Please watch the new video which covers it in more depth, and also prints it: ru-vid.com/video/%D0%B2%D0%B8%D0%B4%D0%B5%D0%BE-2D0D8HE6uak.html Drop "Understood" if you did understand, or else drop your doubt portion.. ^ _ ^ Code link: takeuforward.org/data-structure/find-the-repeating-and-missing-numbers/ . If you appreciate the channel's work, you can join the family: ru-vid.com/show-UCJskGeByzRRSvmOyZOz61igjoin
you should try to named your channel as a portion of your channel name should have something from computer science or competative prog or ds and algo this will help to grow your channel fast , and your videos will appear in searches with any genral term of computer science as exam i found a channel named algods while i was sarching for some algorithm ananlysis topic.
If the Array 1 is : 1 1 2 3 5 6 and the Array 2 is :- 1 2 3 4 5 6 Xor both of them you will get 1^4 = 101 , so the right most bit which is 1 is 2nd bit is considered that Xor of the first set will give -> missing number and the xor of the second set give-> repeating number, but if we consider the first set bit which is 1 from left which is at the 0th position , the first set will give -> repeating number second set will give -> missing number why this is happening?
We could also use a bit mask (of size N) and set the indexes which are (arr[i] - 1). When an index is set in the mask already, it means that is the duplicate element.
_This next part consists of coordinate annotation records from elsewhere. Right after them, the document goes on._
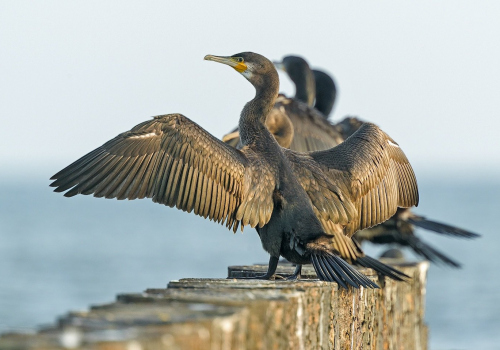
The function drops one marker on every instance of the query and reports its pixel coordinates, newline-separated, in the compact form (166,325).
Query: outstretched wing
(368,173)
(175,162)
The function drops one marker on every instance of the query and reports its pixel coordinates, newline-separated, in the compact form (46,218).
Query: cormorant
(326,92)
(285,195)
(301,74)
(399,228)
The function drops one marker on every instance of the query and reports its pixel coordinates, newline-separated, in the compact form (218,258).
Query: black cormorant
(400,228)
(285,195)
(326,92)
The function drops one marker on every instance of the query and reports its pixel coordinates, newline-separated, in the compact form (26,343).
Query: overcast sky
(75,74)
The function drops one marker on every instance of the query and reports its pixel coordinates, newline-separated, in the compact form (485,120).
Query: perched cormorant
(326,92)
(400,228)
(285,195)
(299,72)
(310,129)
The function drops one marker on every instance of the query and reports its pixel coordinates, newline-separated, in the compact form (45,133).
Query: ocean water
(59,254)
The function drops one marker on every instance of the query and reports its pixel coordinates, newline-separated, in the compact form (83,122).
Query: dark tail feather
(440,227)
(382,268)
(331,268)
(430,253)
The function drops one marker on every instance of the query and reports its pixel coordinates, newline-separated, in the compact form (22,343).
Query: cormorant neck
(255,112)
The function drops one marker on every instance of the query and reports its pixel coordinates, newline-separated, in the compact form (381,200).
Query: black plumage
(289,197)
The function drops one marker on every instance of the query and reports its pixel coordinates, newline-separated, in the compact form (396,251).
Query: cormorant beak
(240,67)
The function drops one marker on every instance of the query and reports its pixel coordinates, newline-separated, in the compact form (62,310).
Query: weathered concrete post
(248,314)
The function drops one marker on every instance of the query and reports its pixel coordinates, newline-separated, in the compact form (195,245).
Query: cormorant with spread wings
(300,204)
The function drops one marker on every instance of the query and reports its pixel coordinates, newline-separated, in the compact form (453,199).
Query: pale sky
(75,74)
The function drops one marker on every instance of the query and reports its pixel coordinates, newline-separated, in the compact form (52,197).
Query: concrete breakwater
(248,314)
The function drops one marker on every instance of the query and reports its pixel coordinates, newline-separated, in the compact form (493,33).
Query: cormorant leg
(273,264)
(296,274)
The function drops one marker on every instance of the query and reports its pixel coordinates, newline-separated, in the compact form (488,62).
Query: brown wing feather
(374,172)
(177,163)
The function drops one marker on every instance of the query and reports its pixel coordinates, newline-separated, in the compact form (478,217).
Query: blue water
(59,254)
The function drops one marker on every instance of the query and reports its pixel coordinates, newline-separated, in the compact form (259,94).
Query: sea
(59,254)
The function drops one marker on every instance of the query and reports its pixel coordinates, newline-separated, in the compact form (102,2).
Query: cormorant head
(254,67)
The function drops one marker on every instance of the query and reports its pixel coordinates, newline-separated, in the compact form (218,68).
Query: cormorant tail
(439,227)
(382,268)
(429,253)
(332,268)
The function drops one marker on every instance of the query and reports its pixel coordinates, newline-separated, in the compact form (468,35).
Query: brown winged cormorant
(399,228)
(284,194)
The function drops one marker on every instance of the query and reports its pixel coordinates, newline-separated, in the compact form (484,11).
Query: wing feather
(176,163)
(360,182)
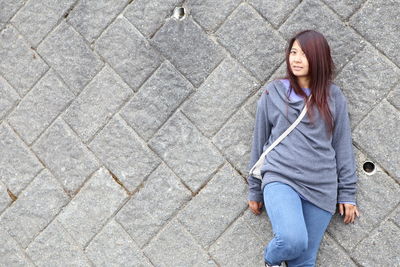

We traverse through the mask to see which index is unset and output that index + 1 as the missing element. Time- O(2N) ~ O(N) and Space - O(1).
How come space is O(1), what if we have numbers like 10000, then you have to create a huge mask, which cannot be stored and you have to eventually create an array
another better approach is: int[] findTwoElement(int arr[], int n) { int[] res = new int[2]; long totalN = (long) n*(n+1)/2; long sum = 0; for (int i = 0; i < n; i++) { sum += arr[i]; } for (int i = 0; i < n; i++) { int remain = n - Math.abs(arr[i]); if (arr[remain] > 0){ arr[remain] *= -1; }else{ res[0] = Math.abs(arr[i]); } } sum = sum - res[0]; res[1] = (int) (totalN - sum); return res; }
Can you cover up more no. of questions in a single video? The interview process has been started by many companies. it will be helpful for us to complete them in short period of time. Otherwise your channel is awesome :D
@i've abandoned myChild Be in your limits sir. I asked if he could cover up more questions in a single video not asking for solutions. So better you mind your own business.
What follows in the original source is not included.